Quarterly report pursuant to Section 13 or 15(d)


3 Months Ended
Mar. 31, 2022
Business Combinations [Abstract]  
Mergers, Acquisitions and Dispositions Disclosures
Completed Acquisitions
On February 7, 2022, we purchased Westport Fuel System Inc.'s stake in the Cummins Westport Joint Venture. We will continue to operate the business as the sole owner. The purchase price was $42 million and was allocated primarily to cash, warranty and deferred revenue related to extended coverage contracts. The results of the business were reported in our Engine segment. Pro forma financial information for the acquisition was not presented as the effects are not material to our Condensed Consolidated Financial Statements.
Pending Acquisitions
On February 9, 2022, we reached an agreement with Altra Industrial Motion Corp to acquire its Jacobs Vehicle Systems business and closed the transaction in April 2022. Sales of this business were $194 million in 2021. The purchase price was $346 million in cash, subject to typical adjustments related to closing working capital and other amounts and does not contain any contingent consideration. At this time, we have not completed the purchase price allocation, but expect to record approximately $270 million to $300 million of goodwill and intangibles. This acquisition will be reported in our Components segment.
On February 21, 2022, we entered into an Agreement and Plan of Merger (the Merger Agreement) with Meritor, Inc. (Meritor) and Rose NewCo Inc. (Merger Sub) pursuant to which we agreed to acquire Meritor, a global leader of drivetrain, mobility, braking, aftermarket and electric powertrain solutions for commercial vehicle and industrial markets. At closing, Merger Sub will merge into Meritor with Meritor as the surviving entity and becoming our wholly owned subsidiary. This acquisition will be reported in our Components and New Power segments. Pursuant to the terms of the Merger Agreement, we will pay $36.50 in cash per share of Meritor common stock, for a total transaction value of approximately $3.7 billion, including assumed debt and net of acquired cash. We plan to fund this acquisition with a combination of cash, commercial paper and long-term debt.

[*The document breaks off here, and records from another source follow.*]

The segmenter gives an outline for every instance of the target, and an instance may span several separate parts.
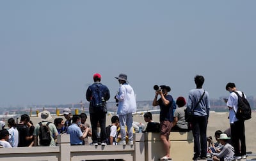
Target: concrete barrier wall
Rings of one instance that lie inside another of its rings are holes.
[[[159,133],[136,133],[134,145],[70,146],[70,136],[58,136],[54,147],[24,147],[0,149],[0,161],[83,161],[123,159],[126,161],[158,160],[164,155]],[[191,132],[171,132],[171,155],[173,160],[191,160]]]
[[[191,132],[171,132],[170,155],[173,160],[191,160],[193,157],[193,134]],[[145,133],[145,160],[158,160],[165,154],[159,133]]]

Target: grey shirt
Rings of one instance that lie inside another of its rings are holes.
[[[205,90],[205,93],[201,101],[199,102],[196,107],[196,103],[199,101],[201,96],[205,91],[203,88],[195,88],[192,89],[189,91],[188,106],[187,108],[191,109],[194,109],[194,115],[195,116],[207,116],[209,117],[210,111],[210,99],[209,97],[209,93]]]
[[[235,154],[234,151],[234,150],[233,146],[229,143],[226,143],[220,153],[211,153],[211,154],[214,156],[216,156],[218,158],[224,158],[229,160],[228,159],[232,158]]]

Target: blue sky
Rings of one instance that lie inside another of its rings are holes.
[[[0,107],[84,102],[99,73],[114,101],[128,75],[138,101],[154,85],[211,98],[234,82],[255,95],[255,1],[1,1]]]

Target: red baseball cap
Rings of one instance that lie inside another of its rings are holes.
[[[94,79],[94,78],[101,78],[100,74],[99,73],[95,73],[95,74],[93,74],[93,79]]]

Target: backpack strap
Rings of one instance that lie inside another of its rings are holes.
[[[244,97],[244,92],[242,92],[242,97],[240,96],[240,95],[238,94],[237,92],[236,92],[236,91],[233,91],[233,92],[235,93],[235,94],[237,95],[238,97],[243,98],[243,97]],[[238,104],[238,100],[237,100],[237,104]],[[237,107],[237,108],[238,108],[238,107]],[[234,108],[233,108],[233,110],[234,110],[234,111],[235,112],[235,113],[236,113],[236,112],[235,111],[235,109],[234,109]]]
[[[204,90],[204,93],[202,95],[200,99],[199,99],[198,102],[197,102],[197,103],[196,104],[196,106],[195,106],[192,109],[191,109],[191,111],[194,112],[195,109],[196,108],[197,106],[198,106],[198,104],[200,103],[200,102],[201,101],[201,100],[203,99],[203,97],[204,95],[204,94],[205,93],[205,90]]]

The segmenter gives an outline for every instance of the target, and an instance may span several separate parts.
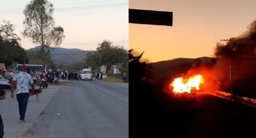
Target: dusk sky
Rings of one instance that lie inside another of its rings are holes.
[[[1,23],[10,20],[15,32],[21,38],[25,49],[36,46],[23,38],[23,11],[30,0],[8,0],[0,2]],[[48,0],[55,9],[55,26],[64,28],[66,38],[63,48],[95,50],[98,44],[108,40],[116,46],[128,49],[128,0]]]
[[[236,37],[256,19],[254,0],[130,0],[129,8],[173,12],[173,26],[129,23],[129,48],[151,62],[214,56],[220,39]]]

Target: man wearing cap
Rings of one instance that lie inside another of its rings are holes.
[[[19,104],[19,122],[22,124],[25,122],[25,114],[26,113],[27,106],[28,104],[28,97],[30,97],[30,85],[31,86],[32,91],[34,91],[33,80],[31,76],[27,73],[27,67],[23,64],[20,71],[17,73],[13,80],[11,85],[11,97],[14,97],[14,91],[16,88],[16,94],[17,101]]]

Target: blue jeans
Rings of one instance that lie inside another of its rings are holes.
[[[0,115],[0,138],[4,137],[4,124],[2,123],[2,116]]]
[[[27,106],[28,105],[28,97],[30,93],[21,93],[16,94],[17,101],[19,104],[19,119],[24,120],[25,114],[27,111]]]
[[[126,83],[126,77],[123,77],[123,83]]]

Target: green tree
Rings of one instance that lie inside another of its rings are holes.
[[[19,37],[14,33],[14,25],[10,21],[4,21],[0,25],[0,62],[5,63],[6,66],[14,62],[28,62],[26,52],[21,47],[17,41]]]
[[[40,44],[43,58],[48,52],[58,47],[64,38],[64,29],[54,26],[52,4],[47,0],[32,0],[27,5],[23,14],[25,26],[22,35],[34,44]]]
[[[95,57],[98,64],[107,65],[107,72],[110,73],[112,65],[127,65],[128,54],[123,47],[114,46],[112,42],[104,40],[97,47]],[[128,70],[128,69],[127,69]]]
[[[56,65],[51,58],[49,52],[45,53],[45,57],[43,58],[42,53],[40,50],[34,50],[33,49],[27,51],[27,57],[30,59],[30,64],[43,64],[47,65],[48,68],[54,68]]]

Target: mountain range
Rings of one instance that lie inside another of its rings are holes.
[[[31,49],[37,50],[40,46]],[[95,53],[95,50],[83,50],[79,49],[56,48],[51,52],[52,59],[57,65],[72,65],[72,64],[86,59],[86,55],[89,53]]]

The Board of Directors of Meritor recommended that Meritor shareholders vote in favor of the transaction at a Special Meeting of Shareholders to be held on May 26, 2022. The transaction is expected to close by the end of 2022 subject to customary closing conditions and receipt of applicable regulatory approvals. The Merger Agreement contains certain customary termination rights, subject to certain limitations, that could result in either us or Meritor having to pay a termination fee to the other party. Should the Merger Agreement be terminated under such specified circumstances, Meritor could be required to pay us approximately a $74 million termination fee, and we could be required to pay Meritor a $160 million termination fee.